Lembranças. Em 2010, percorri Portugal na
primavera. Em abril estive em Setúbal, cidade natal do poeta Manuel Maria de
Barbosa du Bocage (1765-1805). Foi outro português que a caminho das índias
esbarrou no Brasil. Aconteceu em 1786. O poeta teve uma vida atribulada, resolveu
trocar Portugal pelas Índias, passando pelo o Rio de Janeiro onde arranjou
encrenca – gostou tanto que ele pretendia ficar, mas dedicou uns versos
irreverentes ao Governador-Geral do Brasil, que não gostou, e o fez seguir
caminho. Em outubro, Bocage desembarcou em Damão.
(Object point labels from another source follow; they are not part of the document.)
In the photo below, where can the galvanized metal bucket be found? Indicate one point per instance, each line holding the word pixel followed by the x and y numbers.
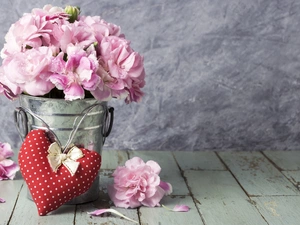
pixel 62 117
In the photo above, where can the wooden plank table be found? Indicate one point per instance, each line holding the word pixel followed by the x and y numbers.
pixel 234 188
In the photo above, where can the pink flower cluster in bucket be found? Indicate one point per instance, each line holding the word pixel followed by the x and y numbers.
pixel 55 50
pixel 8 168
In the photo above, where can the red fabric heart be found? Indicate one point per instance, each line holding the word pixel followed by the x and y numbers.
pixel 50 190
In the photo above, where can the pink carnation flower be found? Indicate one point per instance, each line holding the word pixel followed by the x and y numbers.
pixel 8 168
pixel 75 74
pixel 137 183
pixel 28 71
pixel 125 68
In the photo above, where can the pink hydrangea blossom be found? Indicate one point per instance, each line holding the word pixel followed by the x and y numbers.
pixel 51 48
pixel 137 183
pixel 76 74
pixel 125 68
pixel 28 71
pixel 8 168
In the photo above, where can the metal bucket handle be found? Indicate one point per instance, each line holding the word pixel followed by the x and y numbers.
pixel 21 118
pixel 84 113
pixel 21 122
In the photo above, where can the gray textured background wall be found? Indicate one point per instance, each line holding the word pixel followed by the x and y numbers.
pixel 220 74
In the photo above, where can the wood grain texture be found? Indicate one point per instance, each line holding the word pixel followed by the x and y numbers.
pixel 198 160
pixel 221 200
pixel 285 160
pixel 257 175
pixel 279 210
pixel 152 216
pixel 216 197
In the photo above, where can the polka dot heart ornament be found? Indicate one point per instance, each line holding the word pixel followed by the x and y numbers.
pixel 53 177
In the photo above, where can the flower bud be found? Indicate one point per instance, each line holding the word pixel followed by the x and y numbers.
pixel 73 12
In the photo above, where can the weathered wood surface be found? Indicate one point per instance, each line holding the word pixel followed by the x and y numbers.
pixel 257 175
pixel 221 188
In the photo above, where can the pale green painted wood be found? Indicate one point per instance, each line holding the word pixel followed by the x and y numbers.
pixel 103 202
pixel 9 190
pixel 112 158
pixel 233 211
pixel 221 200
pixel 285 160
pixel 26 213
pixel 293 176
pixel 159 215
pixel 198 160
pixel 82 217
pixel 213 185
pixel 169 169
pixel 257 175
pixel 279 210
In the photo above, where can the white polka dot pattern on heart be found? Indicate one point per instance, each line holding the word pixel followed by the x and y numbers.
pixel 49 189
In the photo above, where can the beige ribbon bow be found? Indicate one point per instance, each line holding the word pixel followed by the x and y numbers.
pixel 56 158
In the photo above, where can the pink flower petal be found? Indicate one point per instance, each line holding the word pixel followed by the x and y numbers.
pixel 178 208
pixel 101 211
pixel 167 187
pixel 181 208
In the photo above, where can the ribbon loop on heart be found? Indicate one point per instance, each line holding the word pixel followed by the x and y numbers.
pixel 56 158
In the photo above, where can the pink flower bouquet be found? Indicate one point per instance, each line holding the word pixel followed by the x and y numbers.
pixel 138 183
pixel 56 53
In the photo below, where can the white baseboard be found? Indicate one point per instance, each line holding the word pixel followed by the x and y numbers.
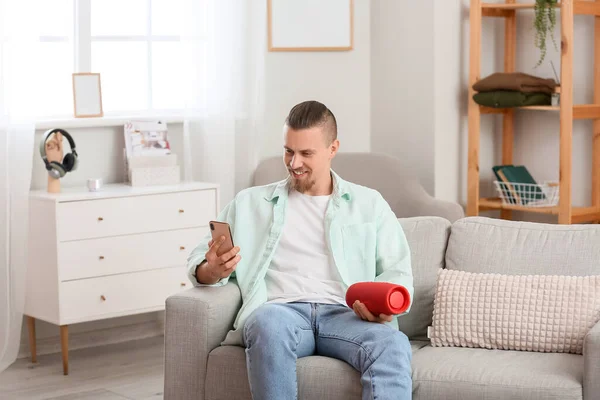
pixel 98 337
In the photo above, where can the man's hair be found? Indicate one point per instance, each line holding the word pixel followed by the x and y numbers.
pixel 310 114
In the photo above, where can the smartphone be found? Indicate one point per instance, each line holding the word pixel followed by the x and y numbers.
pixel 218 229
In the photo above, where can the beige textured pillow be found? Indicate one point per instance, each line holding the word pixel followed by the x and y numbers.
pixel 545 313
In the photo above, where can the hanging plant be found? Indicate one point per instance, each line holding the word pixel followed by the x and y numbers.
pixel 544 23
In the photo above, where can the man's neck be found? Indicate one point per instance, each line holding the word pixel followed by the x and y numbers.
pixel 324 189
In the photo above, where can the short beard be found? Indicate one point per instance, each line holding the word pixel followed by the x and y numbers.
pixel 302 186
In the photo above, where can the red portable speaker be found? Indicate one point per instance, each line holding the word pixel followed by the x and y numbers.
pixel 379 297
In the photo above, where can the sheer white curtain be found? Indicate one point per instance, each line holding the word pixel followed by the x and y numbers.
pixel 17 48
pixel 224 52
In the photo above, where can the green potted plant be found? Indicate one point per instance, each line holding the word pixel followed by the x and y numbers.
pixel 544 23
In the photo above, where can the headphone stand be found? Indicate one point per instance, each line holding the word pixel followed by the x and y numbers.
pixel 53 185
pixel 55 153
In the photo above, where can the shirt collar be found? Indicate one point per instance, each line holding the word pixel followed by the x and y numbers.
pixel 340 189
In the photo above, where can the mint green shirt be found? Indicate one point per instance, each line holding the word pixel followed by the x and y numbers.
pixel 363 235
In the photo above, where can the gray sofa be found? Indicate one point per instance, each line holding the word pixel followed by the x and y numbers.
pixel 197 367
pixel 386 174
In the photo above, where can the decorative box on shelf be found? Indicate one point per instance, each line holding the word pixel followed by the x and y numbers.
pixel 153 170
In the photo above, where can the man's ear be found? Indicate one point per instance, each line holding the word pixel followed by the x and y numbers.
pixel 333 148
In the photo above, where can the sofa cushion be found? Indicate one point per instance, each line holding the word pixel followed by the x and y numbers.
pixel 453 373
pixel 548 313
pixel 479 244
pixel 318 377
pixel 427 238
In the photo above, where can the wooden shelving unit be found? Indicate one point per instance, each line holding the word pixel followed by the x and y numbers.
pixel 567 214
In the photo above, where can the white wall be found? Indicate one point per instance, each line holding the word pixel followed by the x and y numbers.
pixel 402 84
pixel 340 80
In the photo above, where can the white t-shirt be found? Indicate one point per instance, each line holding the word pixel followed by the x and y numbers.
pixel 302 268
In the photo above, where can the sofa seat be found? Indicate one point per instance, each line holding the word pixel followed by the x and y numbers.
pixel 318 377
pixel 474 374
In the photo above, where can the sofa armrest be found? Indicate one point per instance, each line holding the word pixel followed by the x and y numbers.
pixel 591 364
pixel 196 322
pixel 441 208
pixel 412 200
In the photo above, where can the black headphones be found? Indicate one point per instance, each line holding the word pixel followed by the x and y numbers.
pixel 56 169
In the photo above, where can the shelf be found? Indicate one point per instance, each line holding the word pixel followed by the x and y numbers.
pixel 580 111
pixel 581 7
pixel 579 214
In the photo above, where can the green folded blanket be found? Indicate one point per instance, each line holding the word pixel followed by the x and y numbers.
pixel 507 99
pixel 515 81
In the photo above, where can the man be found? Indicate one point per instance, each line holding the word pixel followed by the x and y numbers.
pixel 304 241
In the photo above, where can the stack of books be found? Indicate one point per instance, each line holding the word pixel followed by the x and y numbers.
pixel 148 157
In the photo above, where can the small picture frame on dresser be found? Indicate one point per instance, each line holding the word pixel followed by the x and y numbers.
pixel 87 95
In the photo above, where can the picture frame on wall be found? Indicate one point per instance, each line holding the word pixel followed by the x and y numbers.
pixel 310 25
pixel 87 95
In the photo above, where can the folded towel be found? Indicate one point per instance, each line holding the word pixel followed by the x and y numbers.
pixel 516 81
pixel 507 99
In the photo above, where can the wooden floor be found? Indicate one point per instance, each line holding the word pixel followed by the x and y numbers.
pixel 131 370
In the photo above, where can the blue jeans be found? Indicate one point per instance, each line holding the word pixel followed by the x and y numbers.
pixel 276 335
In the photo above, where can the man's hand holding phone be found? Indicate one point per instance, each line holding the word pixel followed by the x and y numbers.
pixel 218 265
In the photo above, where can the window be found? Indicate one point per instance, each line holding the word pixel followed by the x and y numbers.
pixel 135 45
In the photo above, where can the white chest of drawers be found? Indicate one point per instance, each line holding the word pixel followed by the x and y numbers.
pixel 116 252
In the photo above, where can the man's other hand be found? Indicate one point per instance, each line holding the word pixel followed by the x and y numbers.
pixel 221 266
pixel 361 310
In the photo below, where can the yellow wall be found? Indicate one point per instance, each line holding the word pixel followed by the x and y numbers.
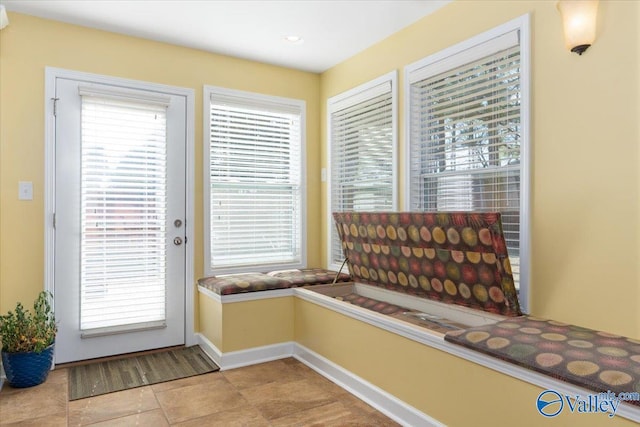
pixel 452 390
pixel 585 140
pixel 257 323
pixel 245 325
pixel 29 44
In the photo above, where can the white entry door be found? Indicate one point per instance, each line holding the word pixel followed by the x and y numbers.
pixel 119 273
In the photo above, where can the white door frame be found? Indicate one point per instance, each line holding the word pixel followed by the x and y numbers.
pixel 49 179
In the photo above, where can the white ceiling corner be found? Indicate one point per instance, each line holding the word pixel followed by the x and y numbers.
pixel 333 30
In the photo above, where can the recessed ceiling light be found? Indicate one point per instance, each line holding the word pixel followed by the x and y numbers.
pixel 294 39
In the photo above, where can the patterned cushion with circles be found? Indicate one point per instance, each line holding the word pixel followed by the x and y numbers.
pixel 454 257
pixel 595 360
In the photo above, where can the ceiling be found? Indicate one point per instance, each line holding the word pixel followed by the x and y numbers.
pixel 332 30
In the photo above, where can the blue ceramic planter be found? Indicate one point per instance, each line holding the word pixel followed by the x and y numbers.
pixel 27 369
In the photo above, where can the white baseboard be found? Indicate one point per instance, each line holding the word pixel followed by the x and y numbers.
pixel 382 401
pixel 252 356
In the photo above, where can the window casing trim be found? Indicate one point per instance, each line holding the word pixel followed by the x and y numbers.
pixel 522 24
pixel 251 99
pixel 351 97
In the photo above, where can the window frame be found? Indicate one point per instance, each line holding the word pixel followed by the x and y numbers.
pixel 354 96
pixel 251 99
pixel 475 45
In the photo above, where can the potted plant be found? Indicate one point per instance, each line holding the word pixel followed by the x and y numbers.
pixel 28 341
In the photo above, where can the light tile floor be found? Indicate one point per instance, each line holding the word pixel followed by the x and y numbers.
pixel 279 393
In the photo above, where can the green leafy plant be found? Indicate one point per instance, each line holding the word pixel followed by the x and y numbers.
pixel 22 330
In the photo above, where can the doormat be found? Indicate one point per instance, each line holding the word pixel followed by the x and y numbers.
pixel 99 378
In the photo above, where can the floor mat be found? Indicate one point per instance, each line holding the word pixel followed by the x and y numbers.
pixel 115 375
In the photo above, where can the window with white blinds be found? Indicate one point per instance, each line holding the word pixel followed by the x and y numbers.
pixel 467 133
pixel 123 212
pixel 362 135
pixel 255 182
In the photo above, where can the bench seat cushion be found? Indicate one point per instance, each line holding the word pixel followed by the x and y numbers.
pixel 244 282
pixel 310 276
pixel 595 360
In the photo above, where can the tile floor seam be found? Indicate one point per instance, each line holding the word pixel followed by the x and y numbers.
pixel 164 414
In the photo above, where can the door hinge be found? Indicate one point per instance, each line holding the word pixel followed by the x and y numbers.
pixel 55 106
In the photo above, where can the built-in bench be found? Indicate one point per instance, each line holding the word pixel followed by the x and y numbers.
pixel 455 262
pixel 595 360
pixel 232 284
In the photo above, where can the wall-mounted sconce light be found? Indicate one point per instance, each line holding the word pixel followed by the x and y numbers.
pixel 579 21
pixel 4 19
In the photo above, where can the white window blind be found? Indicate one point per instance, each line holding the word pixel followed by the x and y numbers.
pixel 123 204
pixel 255 178
pixel 362 158
pixel 466 132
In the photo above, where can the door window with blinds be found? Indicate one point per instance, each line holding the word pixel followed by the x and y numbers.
pixel 254 151
pixel 362 140
pixel 123 204
pixel 468 133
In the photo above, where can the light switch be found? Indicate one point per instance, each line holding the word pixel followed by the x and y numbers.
pixel 25 190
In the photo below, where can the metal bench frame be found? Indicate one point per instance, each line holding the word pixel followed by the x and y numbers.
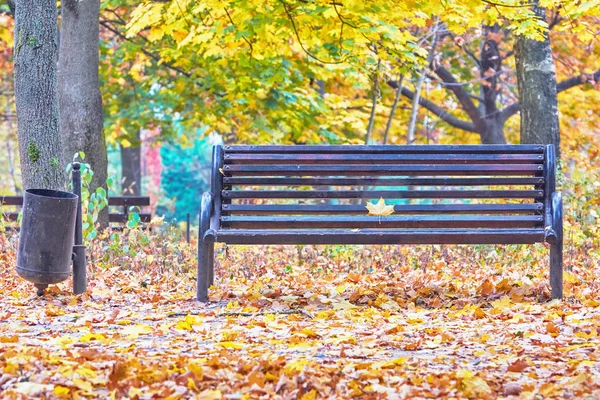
pixel 295 165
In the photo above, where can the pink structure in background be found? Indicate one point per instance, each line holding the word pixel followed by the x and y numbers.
pixel 151 165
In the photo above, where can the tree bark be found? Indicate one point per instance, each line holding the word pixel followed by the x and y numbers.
pixel 536 80
pixel 36 95
pixel 82 120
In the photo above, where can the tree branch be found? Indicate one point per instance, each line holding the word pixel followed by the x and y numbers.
pixel 153 56
pixel 463 97
pixel 515 107
pixel 437 110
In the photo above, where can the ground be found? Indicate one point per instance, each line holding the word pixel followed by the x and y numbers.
pixel 303 322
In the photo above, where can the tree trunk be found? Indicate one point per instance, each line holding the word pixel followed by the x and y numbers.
pixel 536 80
pixel 82 120
pixel 494 131
pixel 35 56
pixel 131 165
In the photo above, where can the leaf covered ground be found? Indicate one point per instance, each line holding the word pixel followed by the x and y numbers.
pixel 305 323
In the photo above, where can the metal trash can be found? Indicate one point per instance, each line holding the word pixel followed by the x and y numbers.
pixel 46 237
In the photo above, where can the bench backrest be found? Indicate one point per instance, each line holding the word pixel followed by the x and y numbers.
pixel 327 187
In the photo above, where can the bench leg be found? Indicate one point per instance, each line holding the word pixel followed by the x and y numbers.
pixel 556 259
pixel 205 265
pixel 205 250
pixel 211 264
pixel 556 269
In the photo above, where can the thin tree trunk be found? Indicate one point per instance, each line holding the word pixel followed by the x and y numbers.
pixel 9 150
pixel 536 80
pixel 82 120
pixel 374 107
pixel 36 95
pixel 131 167
pixel 412 124
pixel 388 126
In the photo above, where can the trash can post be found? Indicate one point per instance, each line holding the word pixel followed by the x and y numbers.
pixel 79 261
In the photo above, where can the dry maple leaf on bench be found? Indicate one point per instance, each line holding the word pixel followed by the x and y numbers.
pixel 380 209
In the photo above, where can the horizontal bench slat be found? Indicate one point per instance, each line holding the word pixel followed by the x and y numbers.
pixel 387 149
pixel 382 170
pixel 259 158
pixel 384 222
pixel 380 236
pixel 260 181
pixel 386 194
pixel 11 200
pixel 296 209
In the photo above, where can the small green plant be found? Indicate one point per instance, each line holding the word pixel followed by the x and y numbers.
pixel 91 203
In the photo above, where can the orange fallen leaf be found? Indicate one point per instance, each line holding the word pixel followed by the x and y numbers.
pixel 518 366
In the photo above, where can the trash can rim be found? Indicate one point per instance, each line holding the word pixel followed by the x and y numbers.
pixel 56 194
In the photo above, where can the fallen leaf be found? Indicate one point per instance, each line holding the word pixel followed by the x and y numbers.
pixel 380 208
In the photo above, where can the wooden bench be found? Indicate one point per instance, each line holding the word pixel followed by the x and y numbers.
pixel 118 218
pixel 486 194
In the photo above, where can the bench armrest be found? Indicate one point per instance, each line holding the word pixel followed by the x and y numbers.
pixel 554 224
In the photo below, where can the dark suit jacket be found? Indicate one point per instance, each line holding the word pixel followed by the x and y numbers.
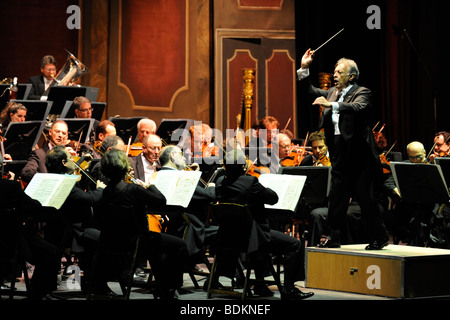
pixel 247 190
pixel 35 163
pixel 38 88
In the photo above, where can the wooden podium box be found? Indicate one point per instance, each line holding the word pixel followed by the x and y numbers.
pixel 396 271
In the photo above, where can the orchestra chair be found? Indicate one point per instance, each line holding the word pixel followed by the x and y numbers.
pixel 119 245
pixel 235 224
pixel 203 258
pixel 16 257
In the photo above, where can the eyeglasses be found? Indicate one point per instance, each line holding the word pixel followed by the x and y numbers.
pixel 86 110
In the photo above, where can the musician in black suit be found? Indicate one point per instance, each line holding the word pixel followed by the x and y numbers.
pixel 146 164
pixel 345 119
pixel 41 83
pixel 236 187
pixel 166 253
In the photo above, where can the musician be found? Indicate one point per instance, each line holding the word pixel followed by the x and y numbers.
pixel 13 112
pixel 416 152
pixel 75 216
pixel 41 83
pixel 235 187
pixel 83 110
pixel 146 164
pixel 58 136
pixel 441 145
pixel 19 215
pixel 172 158
pixel 319 156
pixel 145 127
pixel 345 121
pixel 166 253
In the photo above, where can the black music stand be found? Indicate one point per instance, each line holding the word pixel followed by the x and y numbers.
pixel 60 94
pixel 22 93
pixel 126 127
pixel 444 163
pixel 174 131
pixel 420 182
pixel 79 127
pixel 317 185
pixel 37 110
pixel 21 137
pixel 97 114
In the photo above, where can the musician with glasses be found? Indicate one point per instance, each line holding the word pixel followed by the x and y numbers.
pixel 42 82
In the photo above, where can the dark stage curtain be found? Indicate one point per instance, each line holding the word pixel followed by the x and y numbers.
pixel 402 62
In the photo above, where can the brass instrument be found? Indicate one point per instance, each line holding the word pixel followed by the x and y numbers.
pixel 71 71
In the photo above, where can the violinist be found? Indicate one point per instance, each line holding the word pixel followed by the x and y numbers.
pixel 147 163
pixel 319 148
pixel 58 136
pixel 75 216
pixel 441 146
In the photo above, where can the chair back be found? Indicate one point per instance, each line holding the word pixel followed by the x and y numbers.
pixel 235 226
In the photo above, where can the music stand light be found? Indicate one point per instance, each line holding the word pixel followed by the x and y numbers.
pixel 97 114
pixel 21 137
pixel 37 110
pixel 60 94
pixel 174 131
pixel 126 127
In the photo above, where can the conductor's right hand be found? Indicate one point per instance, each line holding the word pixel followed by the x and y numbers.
pixel 307 58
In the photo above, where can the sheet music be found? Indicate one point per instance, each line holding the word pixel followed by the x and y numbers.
pixel 177 186
pixel 51 189
pixel 288 188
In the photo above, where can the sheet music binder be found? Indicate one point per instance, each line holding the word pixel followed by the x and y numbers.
pixel 21 137
pixel 420 182
pixel 37 110
pixel 79 126
pixel 317 185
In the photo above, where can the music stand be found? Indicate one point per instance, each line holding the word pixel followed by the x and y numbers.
pixel 317 185
pixel 174 131
pixel 79 127
pixel 60 94
pixel 21 137
pixel 420 182
pixel 97 112
pixel 444 163
pixel 37 110
pixel 126 127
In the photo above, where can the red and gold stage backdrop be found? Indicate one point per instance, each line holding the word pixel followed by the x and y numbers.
pixel 240 60
pixel 153 51
pixel 280 82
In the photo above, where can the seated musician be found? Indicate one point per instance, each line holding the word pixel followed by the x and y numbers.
pixel 441 145
pixel 145 127
pixel 83 110
pixel 319 156
pixel 166 253
pixel 235 187
pixel 13 112
pixel 19 215
pixel 172 158
pixel 58 136
pixel 75 216
pixel 146 164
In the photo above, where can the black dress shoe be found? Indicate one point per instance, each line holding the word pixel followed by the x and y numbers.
pixel 329 243
pixel 378 244
pixel 295 294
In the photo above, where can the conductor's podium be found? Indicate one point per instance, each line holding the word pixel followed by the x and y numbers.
pixel 396 271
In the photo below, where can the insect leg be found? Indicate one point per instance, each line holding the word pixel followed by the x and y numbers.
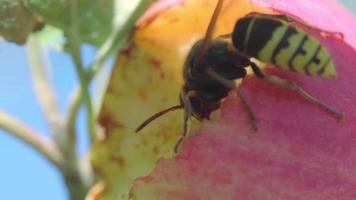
pixel 187 114
pixel 232 85
pixel 291 19
pixel 291 85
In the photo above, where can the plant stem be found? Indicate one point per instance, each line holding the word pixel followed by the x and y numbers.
pixel 74 48
pixel 44 146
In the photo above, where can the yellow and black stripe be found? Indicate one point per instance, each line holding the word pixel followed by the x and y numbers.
pixel 275 41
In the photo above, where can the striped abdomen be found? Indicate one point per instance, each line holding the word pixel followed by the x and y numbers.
pixel 274 41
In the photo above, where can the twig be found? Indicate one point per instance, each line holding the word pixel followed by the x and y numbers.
pixel 116 39
pixel 44 146
pixel 74 48
pixel 43 88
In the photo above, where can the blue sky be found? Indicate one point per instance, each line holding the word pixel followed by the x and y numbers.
pixel 24 174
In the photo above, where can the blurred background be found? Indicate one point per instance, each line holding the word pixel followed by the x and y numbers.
pixel 24 174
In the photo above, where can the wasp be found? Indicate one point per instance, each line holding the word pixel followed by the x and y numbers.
pixel 213 65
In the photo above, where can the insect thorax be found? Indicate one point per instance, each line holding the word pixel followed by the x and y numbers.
pixel 220 57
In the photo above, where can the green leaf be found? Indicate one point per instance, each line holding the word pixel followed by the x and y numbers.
pixel 16 22
pixel 94 18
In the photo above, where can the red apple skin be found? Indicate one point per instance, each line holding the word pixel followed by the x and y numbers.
pixel 300 152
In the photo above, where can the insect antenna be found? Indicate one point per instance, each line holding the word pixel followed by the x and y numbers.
pixel 209 32
pixel 157 115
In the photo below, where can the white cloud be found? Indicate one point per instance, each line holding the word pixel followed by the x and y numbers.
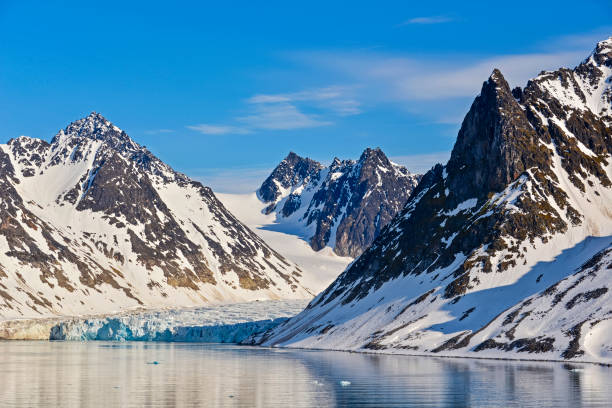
pixel 280 116
pixel 288 111
pixel 428 20
pixel 235 181
pixel 208 129
pixel 337 99
pixel 388 77
pixel 421 163
pixel 158 131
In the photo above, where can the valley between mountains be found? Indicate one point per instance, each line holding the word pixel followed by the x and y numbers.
pixel 503 251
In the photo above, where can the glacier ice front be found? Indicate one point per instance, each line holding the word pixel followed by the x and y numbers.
pixel 231 323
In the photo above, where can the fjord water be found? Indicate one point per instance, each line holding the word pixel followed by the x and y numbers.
pixel 180 374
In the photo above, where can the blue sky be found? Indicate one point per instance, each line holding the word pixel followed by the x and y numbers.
pixel 223 92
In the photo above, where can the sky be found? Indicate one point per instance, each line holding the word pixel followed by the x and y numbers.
pixel 222 91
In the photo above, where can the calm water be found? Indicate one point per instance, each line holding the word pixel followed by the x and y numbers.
pixel 161 374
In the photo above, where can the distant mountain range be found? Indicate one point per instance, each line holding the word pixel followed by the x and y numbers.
pixel 93 223
pixel 504 251
pixel 344 205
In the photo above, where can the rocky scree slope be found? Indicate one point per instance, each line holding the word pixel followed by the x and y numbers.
pixel 505 250
pixel 93 223
pixel 344 205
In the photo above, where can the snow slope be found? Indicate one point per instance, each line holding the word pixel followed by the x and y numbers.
pixel 320 267
pixel 343 206
pixel 503 252
pixel 94 223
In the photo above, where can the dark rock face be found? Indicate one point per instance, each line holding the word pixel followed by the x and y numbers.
pixel 96 206
pixel 292 171
pixel 528 178
pixel 346 205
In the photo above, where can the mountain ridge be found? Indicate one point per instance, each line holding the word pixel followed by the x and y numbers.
pixel 523 204
pixel 343 205
pixel 94 216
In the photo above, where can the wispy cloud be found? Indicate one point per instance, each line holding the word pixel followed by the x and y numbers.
pixel 208 129
pixel 280 116
pixel 158 131
pixel 428 20
pixel 421 163
pixel 438 87
pixel 337 99
pixel 288 111
pixel 235 181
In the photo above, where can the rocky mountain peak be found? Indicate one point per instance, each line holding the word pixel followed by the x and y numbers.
pixel 602 54
pixel 94 127
pixel 496 143
pixel 293 171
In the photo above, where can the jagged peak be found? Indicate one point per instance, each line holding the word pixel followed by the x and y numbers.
pixel 496 82
pixel 602 54
pixel 370 153
pixel 94 126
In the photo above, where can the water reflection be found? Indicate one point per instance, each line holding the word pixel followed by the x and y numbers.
pixel 161 374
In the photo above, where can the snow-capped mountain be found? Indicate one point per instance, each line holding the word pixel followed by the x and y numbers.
pixel 505 250
pixel 93 222
pixel 344 205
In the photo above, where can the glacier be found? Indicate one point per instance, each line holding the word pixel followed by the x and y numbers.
pixel 226 323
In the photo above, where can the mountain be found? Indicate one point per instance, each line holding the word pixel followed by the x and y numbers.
pixel 344 205
pixel 504 251
pixel 93 222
Na parede azulejada de uma
casa, fotografei esta homenagem ao ilustre filho de Setúbal. Neste soneto Bocage
faz um autorretrato e parece que gostava muito de ser visto desta forma;
entretanto, um anarquista anônimo, anotou sua irritação com as alterações
feitas ao original.
AUTORRETRATO
Magro, de olhos azuis, carão moreno,
Bem servido de pés, meão na altura,
Triste de facha, o mesmo de figura,
Nariz alto no meio, e não pequeno;
Incapaz de assistir num só terreno,
Mais propenso ao furor do que à ternura,
Bebendo em níveas mãos por taça escura
De zelos infernais letal veneno;
Devoto incensador de mil deidades
(Digo, de moças mil) num só momento,
Inimigo de hipócritas e frades;
Eis Bocage, em quem luz algum talento;
Saíram dele mesmo estas verdades
Num dia em que se achou... mais pachorrento*.
Bocage, in 'Rimas'.
*O poeta alterou ao último verso cuja rima original era ... escatológica.